A articulação para a visita aos EUA vinha sendo feita desde o final do passado pelo Instituto Vladimir Herzog, que organiza a viagem, motivada pela ideia de trocar experiências tendo em vista os desafios semelhantes à democracia em ambos os países.

Os esforços também acontecem em paralelo a uma ofensiva internacional liderada pelo deputado Eduardo Bolsonaro (PL-SP), que já esteve na capital americana ao menos duas vezes neste ano para denunciar uma suposta perseguição política e ataques à democracia pelo atual governo no Brasil.

A proposta de uma relatoria sobre crimes contra a democracia não é focada apenas no Brasil, abrangendo toda a região coberta pela CIDH. Eliziane diz que o próximo passo é fazer uma provocação, via Congresso e Executivo brasileiros, para que a organização analise a ideia -para ser implementada, ela depende da chancela dos demais países membros, disse a senadora.

Foi feito também um convite para que a CIDH visite o Brasil. Eliziane afirmou ainda que vai solicitar até agosto uma audiência pública na comissão, que deve ocorrer em novembro, para debater direitos humanos no país.

Com relação à comissão sobre milícias no Brasil, Henrique Vieira afirmou que a comitiva deve fazer uma articulação junto com o Ministério da Justiça e o Itamaraty para propor a criação desse novo mecanismo.

“Falamos de como o desenvolvimento das milícias no Rio de Janeiro e a sua expansão para o conjunto do Brasil é um ataque direto à democracia. A lógica miliciana interfere diretamente em processos eleitorais, inclusive com violência política contra eleitos. Marielle Franco, por exemplo, foi assassinada como pano de fundo em uma ação miliciana”, disse o deputado.

Os congressistas afirmam que também foram questionados pelos representantes da CIDH sobre o embate recente entre Elon Musk, dono do X (ex-Twitter), e o ministro do STF (Supremo Tribunal Federal) Alexandre de Moraes.

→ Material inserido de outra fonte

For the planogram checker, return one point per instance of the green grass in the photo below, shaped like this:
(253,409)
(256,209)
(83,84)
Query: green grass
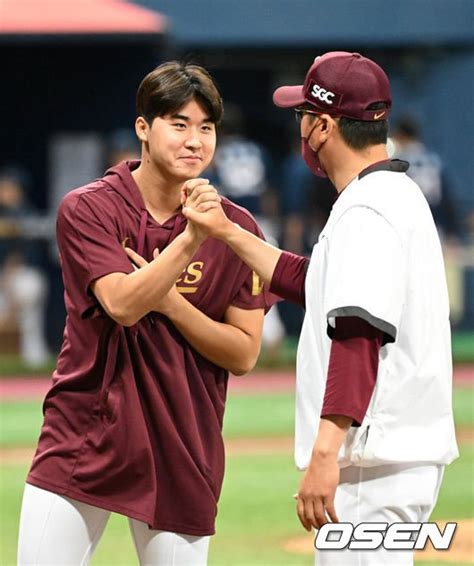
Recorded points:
(247,416)
(462,344)
(256,510)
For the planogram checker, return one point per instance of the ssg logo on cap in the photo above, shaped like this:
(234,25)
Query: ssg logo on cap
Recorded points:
(322,94)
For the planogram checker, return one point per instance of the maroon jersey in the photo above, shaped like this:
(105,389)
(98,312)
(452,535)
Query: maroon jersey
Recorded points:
(132,422)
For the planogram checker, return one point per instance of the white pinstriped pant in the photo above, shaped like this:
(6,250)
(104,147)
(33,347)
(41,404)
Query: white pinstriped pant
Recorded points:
(57,530)
(383,494)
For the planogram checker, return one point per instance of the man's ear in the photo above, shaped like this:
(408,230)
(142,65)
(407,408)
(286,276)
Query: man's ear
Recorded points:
(141,129)
(328,124)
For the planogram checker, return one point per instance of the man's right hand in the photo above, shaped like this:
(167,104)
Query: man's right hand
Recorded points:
(201,206)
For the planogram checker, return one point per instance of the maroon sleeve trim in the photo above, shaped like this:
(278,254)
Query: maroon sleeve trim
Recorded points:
(352,371)
(289,278)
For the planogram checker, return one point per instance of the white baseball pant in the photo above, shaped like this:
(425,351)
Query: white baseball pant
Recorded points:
(382,494)
(57,530)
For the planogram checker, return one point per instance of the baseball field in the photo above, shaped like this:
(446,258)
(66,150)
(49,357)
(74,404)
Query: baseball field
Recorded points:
(257,524)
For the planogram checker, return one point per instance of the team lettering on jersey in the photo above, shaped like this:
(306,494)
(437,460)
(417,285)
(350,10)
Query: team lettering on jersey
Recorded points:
(322,94)
(190,276)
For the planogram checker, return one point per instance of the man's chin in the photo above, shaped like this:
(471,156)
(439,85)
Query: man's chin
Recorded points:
(190,171)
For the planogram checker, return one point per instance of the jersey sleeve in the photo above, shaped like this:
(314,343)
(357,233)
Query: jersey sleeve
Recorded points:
(366,271)
(251,293)
(89,248)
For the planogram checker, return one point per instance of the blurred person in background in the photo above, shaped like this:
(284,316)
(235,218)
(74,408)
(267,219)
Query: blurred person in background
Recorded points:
(241,169)
(427,170)
(23,284)
(374,422)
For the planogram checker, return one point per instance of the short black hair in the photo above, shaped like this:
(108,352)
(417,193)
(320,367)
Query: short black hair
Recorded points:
(171,85)
(360,134)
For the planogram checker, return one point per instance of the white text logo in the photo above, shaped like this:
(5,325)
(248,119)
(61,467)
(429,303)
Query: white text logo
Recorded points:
(322,94)
(370,536)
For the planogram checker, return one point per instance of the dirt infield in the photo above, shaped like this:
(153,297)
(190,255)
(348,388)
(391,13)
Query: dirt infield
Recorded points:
(30,388)
(461,551)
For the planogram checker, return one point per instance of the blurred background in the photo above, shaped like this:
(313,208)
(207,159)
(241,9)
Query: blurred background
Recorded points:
(70,71)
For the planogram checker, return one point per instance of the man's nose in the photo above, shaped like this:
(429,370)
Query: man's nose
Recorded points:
(193,140)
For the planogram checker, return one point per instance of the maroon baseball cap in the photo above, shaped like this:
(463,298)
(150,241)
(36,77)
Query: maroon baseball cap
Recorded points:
(341,84)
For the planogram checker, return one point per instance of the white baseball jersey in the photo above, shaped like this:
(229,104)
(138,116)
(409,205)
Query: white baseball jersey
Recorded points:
(379,258)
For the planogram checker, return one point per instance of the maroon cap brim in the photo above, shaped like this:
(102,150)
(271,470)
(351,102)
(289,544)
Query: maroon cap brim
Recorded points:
(289,96)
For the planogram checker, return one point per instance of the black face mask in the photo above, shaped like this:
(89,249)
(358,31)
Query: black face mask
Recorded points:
(311,157)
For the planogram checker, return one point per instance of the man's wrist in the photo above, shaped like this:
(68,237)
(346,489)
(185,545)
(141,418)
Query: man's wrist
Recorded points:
(230,232)
(190,239)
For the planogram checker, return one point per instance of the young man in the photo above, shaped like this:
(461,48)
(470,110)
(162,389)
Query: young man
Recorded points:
(374,424)
(132,423)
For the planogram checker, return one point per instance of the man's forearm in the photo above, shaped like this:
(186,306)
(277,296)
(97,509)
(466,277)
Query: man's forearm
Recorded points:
(221,343)
(332,432)
(135,295)
(259,255)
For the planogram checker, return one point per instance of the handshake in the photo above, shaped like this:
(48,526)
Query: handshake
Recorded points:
(203,210)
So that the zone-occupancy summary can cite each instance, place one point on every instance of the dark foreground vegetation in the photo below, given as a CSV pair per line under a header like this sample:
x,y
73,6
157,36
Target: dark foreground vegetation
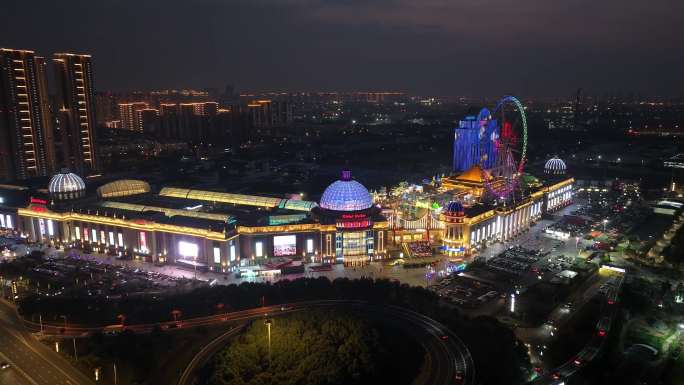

Segundo Correia, a comitiva brasileira fez uma defesa do trabalho das cortes no Brasil. “Nós dissemos que o que foi divulgado foi a decisão, não o processo. Na verdade, o que o ministro Alexandre Moraes enfrentou foi um processo longo e reiterado de crimes na plataforma digital”, afirmou Feghali .

O tema, no entanto, não foi abordado na reunião que os parlamentares tiveram durante a tarde com os deputados democratas Jim McGovern, Greg Casar, Chuy Garcia e Delia Ramirez. Há duas semanas, o Comitê do Judiciário da Câmara, comandado pelo republicano Jim Jordan, divulgou um relatório em que expôs decisões sigilosas do ministro do STF.

O foco do encontro desta terça foi a articulação entre Brasília e Washington em defesa da democracia, disseram os participantes. Foram discutidas estratégias de combate à desinformação, os ataques de 6 e 8 de janeiro e a resposta dada por cada um dos países, inclusive pelo Legislativo.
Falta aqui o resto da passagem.